- Strong financial systems and controls help protect you and your charity from threats like fraud and theft. They also help your charity stay on track financially, and run effectively.
- Responsible Persons should consider an appropriate level of reserves for their organisation’s circumstances, and a strategy for building or spending reserves in a way consistent with its purpose.
- There are several money myths which surround charities – particularly small charities. Responsible Persons play an important role in addressing or dispelling these myths through their actions and policy development.
Setting up strong financial controls and keeping finances secure
Establishing robust financial controls is a key part of effective charity oversight. This is especially true for smaller charities that might run on a tighter budget than their larger counterparts, or who don’t possess the extensive financial knowledge that some larger charities may employ people to have.

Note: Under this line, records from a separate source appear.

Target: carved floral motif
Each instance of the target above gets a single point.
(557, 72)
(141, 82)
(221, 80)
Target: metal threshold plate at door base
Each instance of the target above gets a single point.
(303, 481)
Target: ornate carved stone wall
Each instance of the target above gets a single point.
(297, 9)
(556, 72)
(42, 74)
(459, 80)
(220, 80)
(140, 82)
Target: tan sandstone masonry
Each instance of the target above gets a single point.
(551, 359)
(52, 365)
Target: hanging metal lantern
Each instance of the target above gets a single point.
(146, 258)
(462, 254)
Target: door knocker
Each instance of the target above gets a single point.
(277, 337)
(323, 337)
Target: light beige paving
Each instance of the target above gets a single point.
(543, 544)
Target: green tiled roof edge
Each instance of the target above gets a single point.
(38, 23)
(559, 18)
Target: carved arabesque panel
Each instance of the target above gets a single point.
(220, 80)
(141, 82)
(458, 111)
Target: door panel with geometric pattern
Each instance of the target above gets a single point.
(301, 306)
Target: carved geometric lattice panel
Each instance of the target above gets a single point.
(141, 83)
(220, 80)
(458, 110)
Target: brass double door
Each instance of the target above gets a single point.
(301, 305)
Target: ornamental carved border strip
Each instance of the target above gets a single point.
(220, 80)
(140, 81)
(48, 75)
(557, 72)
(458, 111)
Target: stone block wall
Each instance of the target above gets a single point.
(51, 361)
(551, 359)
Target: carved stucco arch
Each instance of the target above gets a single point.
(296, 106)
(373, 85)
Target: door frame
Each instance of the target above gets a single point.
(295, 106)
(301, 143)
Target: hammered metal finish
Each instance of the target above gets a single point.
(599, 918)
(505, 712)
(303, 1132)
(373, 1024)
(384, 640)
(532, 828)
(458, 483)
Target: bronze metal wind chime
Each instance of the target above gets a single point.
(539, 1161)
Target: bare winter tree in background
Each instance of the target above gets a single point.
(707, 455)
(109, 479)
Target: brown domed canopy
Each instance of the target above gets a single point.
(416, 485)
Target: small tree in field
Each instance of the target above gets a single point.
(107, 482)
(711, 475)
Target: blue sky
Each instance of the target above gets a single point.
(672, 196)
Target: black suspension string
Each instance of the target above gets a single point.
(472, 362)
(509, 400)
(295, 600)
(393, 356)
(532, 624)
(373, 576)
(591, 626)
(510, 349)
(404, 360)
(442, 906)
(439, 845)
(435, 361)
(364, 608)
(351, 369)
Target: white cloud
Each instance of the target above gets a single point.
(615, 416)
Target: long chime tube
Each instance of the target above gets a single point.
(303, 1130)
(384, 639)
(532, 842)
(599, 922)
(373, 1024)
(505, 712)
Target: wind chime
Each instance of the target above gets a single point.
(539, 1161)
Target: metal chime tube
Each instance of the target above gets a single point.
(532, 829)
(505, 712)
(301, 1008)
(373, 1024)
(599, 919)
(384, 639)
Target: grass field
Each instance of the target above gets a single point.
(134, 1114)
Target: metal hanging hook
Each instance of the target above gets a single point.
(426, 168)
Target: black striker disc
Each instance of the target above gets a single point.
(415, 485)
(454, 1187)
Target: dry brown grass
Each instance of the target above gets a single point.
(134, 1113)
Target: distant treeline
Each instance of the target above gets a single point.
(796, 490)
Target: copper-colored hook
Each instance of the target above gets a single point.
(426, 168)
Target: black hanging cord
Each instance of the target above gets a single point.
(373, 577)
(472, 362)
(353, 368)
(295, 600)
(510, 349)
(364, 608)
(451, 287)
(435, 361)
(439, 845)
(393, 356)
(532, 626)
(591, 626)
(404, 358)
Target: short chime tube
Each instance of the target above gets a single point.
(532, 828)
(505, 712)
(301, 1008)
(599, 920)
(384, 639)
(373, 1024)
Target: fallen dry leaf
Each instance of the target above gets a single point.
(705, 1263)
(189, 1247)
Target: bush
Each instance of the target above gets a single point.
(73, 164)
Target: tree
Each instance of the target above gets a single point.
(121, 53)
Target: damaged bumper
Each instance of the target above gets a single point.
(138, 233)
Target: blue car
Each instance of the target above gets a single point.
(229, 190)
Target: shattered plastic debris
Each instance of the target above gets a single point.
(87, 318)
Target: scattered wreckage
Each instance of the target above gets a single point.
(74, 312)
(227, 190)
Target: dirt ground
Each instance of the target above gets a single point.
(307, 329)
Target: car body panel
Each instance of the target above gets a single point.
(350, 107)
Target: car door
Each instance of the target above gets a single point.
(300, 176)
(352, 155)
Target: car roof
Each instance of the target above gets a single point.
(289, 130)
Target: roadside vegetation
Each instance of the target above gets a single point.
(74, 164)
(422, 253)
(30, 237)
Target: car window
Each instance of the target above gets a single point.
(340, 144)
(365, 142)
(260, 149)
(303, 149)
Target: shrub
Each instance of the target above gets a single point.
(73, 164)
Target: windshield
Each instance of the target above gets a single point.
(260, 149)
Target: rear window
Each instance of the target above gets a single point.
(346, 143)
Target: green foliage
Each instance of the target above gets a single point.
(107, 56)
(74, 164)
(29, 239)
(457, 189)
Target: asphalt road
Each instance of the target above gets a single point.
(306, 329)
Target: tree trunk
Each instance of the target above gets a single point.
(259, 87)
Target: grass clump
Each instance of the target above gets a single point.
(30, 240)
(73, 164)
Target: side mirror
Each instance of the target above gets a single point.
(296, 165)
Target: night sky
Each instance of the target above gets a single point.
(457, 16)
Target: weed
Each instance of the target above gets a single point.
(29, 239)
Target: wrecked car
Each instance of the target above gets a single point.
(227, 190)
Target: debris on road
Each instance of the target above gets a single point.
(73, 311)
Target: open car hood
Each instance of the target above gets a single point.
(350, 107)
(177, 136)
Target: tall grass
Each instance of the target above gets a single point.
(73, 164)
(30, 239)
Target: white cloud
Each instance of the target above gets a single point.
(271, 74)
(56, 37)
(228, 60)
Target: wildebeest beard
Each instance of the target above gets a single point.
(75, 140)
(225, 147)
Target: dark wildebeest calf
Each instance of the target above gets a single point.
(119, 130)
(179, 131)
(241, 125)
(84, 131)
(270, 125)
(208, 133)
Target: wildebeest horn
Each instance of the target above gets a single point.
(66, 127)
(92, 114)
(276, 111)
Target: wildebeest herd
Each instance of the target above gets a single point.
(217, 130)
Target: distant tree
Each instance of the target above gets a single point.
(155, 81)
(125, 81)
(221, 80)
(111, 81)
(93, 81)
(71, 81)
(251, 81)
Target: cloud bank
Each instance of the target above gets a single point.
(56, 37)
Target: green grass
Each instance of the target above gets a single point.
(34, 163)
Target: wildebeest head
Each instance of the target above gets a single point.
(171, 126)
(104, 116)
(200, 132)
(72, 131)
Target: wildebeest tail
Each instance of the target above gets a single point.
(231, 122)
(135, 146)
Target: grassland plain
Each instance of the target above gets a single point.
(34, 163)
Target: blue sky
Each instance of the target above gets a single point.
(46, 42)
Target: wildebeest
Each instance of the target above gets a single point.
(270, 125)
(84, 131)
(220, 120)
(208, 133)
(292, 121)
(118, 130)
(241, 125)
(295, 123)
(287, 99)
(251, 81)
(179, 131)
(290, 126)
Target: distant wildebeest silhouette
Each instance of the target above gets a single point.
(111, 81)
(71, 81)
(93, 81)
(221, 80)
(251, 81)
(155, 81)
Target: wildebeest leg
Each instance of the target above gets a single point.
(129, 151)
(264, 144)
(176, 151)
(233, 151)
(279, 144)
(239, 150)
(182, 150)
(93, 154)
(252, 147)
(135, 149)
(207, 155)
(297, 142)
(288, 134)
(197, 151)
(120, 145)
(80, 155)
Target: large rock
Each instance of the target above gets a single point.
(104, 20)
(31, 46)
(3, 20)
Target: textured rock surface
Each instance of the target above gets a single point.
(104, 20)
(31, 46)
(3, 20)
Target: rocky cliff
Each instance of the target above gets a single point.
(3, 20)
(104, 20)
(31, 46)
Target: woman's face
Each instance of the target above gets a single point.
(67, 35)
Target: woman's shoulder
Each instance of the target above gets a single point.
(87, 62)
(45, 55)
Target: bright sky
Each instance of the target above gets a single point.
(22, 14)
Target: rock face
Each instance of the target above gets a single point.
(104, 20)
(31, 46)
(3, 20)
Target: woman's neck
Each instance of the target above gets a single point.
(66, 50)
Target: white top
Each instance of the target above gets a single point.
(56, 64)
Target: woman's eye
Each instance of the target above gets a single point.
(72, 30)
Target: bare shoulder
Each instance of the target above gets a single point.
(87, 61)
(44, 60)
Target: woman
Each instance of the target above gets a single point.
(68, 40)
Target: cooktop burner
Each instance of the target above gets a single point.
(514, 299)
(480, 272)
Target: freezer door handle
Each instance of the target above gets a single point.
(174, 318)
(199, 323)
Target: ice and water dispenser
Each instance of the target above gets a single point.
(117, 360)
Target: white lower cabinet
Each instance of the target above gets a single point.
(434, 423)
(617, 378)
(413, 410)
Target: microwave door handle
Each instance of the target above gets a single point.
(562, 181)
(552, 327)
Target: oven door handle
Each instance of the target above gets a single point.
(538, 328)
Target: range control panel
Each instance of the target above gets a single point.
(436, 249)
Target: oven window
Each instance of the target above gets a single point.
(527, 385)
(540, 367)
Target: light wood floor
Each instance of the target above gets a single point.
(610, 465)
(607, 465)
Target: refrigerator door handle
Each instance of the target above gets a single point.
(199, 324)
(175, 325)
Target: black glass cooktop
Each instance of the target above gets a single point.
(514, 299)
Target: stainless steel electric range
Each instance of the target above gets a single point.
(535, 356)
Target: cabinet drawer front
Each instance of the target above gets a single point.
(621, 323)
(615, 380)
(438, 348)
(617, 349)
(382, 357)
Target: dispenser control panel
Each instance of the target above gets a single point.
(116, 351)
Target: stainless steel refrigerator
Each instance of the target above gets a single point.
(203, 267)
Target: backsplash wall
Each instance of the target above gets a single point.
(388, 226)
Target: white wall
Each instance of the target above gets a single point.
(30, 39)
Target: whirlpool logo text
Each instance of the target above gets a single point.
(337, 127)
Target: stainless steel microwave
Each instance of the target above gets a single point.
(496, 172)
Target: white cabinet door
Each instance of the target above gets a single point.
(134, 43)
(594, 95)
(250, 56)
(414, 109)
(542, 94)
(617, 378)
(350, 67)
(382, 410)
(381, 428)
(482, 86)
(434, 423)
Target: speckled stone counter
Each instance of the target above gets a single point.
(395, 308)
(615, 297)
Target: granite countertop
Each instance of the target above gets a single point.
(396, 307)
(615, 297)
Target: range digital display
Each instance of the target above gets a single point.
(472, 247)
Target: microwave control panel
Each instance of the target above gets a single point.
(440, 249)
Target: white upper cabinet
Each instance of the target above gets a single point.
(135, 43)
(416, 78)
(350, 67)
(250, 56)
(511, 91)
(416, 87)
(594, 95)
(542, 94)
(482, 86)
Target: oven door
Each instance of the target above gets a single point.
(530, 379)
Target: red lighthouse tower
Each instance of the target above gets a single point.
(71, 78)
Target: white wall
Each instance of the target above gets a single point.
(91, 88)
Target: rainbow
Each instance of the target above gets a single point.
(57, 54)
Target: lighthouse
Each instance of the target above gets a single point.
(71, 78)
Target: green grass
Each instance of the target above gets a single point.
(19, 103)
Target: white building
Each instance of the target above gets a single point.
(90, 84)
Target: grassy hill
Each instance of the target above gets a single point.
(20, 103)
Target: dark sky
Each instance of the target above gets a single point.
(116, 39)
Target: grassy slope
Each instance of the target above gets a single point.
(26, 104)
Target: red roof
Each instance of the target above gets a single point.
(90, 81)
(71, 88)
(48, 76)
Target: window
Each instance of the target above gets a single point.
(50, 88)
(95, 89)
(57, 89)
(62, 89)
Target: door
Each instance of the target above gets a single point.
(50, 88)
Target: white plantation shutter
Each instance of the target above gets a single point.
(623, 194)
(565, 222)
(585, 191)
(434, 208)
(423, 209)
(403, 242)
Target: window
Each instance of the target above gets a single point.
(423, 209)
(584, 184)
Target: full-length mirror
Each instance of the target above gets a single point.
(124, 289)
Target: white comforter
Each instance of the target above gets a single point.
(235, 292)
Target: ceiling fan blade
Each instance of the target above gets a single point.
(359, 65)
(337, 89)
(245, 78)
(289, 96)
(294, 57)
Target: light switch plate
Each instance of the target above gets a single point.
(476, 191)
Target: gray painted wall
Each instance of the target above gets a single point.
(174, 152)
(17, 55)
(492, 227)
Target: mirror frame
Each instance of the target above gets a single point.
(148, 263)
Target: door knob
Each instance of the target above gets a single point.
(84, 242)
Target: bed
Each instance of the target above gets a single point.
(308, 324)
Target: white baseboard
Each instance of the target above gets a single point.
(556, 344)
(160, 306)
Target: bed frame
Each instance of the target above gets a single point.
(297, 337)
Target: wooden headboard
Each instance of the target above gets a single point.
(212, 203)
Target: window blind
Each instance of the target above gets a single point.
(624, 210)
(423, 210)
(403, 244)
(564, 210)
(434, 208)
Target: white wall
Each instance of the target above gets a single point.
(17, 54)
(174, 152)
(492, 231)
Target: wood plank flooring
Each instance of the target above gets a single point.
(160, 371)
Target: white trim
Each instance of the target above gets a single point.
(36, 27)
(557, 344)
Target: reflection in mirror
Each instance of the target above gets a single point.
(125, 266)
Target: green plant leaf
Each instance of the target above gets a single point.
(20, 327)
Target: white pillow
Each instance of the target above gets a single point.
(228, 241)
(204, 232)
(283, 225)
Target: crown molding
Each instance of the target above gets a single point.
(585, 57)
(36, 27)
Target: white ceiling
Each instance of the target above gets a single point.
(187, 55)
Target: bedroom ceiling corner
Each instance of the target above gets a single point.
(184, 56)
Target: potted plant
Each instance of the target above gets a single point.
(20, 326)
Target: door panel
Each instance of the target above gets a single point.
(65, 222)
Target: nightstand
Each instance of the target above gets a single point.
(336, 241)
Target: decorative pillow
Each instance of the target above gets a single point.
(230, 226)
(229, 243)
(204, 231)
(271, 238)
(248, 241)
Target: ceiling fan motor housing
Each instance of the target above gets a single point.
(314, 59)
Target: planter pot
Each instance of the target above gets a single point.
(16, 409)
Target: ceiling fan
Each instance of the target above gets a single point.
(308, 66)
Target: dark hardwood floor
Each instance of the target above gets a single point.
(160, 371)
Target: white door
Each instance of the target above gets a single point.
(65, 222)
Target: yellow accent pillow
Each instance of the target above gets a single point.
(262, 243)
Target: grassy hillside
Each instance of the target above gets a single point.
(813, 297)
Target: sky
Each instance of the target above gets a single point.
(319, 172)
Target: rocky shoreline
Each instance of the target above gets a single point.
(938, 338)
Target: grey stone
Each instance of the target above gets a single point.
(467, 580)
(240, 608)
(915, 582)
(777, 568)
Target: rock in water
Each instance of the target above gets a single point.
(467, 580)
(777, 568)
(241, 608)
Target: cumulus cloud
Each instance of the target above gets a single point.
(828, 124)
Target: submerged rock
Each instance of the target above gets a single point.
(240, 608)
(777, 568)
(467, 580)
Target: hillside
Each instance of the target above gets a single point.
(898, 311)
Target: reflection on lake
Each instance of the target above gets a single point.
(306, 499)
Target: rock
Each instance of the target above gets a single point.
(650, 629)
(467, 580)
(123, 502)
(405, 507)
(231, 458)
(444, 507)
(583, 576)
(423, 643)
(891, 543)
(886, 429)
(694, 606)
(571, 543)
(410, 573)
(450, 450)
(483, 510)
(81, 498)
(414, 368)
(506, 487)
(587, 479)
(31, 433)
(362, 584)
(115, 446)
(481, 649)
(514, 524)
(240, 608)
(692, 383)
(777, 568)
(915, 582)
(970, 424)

Strong financial systems and controls help protect you and your charity, and increase its effectiveness. Consider:
- Having clear written financial procedures, with financial controls, that all staff and volunteers observe. An important consideration is to ensure no one person has sole control over authorising, completing and reviewing your charity’s financial transactions.
- Planning ahead by developing projections of your expected income and expenditure, examine how your actual budget is tracking against these projections, and take action if required.
- Ensuring your charity’s Responsible Persons receive financial information at regular intervals, and before each board meeting. Financial information should be presented to them in a way they understand, and they should be encouraged to ask questions about charity finances and accounts.
- Arranging financial literacy training for your Responsible Persons so that they are familiar with financial terminology, financial concepts and are more aware of some of the problems which poor financial practices may cause – and how they can be remedied.
- Keeping your finances secure as well. Restrict access to your bank accounts and your online banking passwords and details. If anyone with access to these details leaves the organisation, consider changing your password to block inappropriate access.
And don’t leave financial information or cash unsecured. Try to reduce the opportunities that a potential thief might have to steal from your charity.
More tips on developing strong financial controls are available here: www.acnc.gov.au/tools/factsheets/setting-strong-financial-controls.
Having funds in reserve is another aspect of prudent charity financial management, and of good charity governance.
Reserves are unrestricted funds that are available to a charity to spend at its discretion, and can serve an important function in a charity’s management of risk.
They can help maintain financial stability and allow a charity to meet its commitments – and continue to undertake work and deliver services – even when unexpected events or costs arise.
Reserves can also be used to fund improvements or finance new projects aimed at helping your charity’s beneficiaries.
The ACNC states that there is no single level of reserves deemed “appropriate”, as each charity is different.
But it is important that small charities’ Responsible Persons consider an appropriate level of reserves for their organisation’s circumstances, as well as a strategy for building or spending those reserves in a way consistent with its purpose.
For more, visit: www.acnc.gov.au/charityreserves.
Money myths – surpluses and administration costs
There are many myths which swirl around charity finances. One of the most common is the myth that a charity can’t make money or record a surplus.
Charities can generate a surplus as long as it is then used to further the organisation’s charitable purposes. In fact, generating a surplus should be considered good practice for charities.
Another common myth is that charities can’t spend their money on administration.
Charities are justified in incurring administration costs. Running professional, sustainable and effective charities costs money, which includes spending money on administration.
What is important is that these administration costs are reasonable and justifiable.
Again, a charity’s Responsible Persons have a key role in deciding how much should be spent on administration. Remember that the ACNC Governance Standards dictate that a charity’s financial affairs are managed in a responsible manner.
The ACNC’s full Money Myths fact sheet can be found here: www.acnc.gov.au/moneymyths.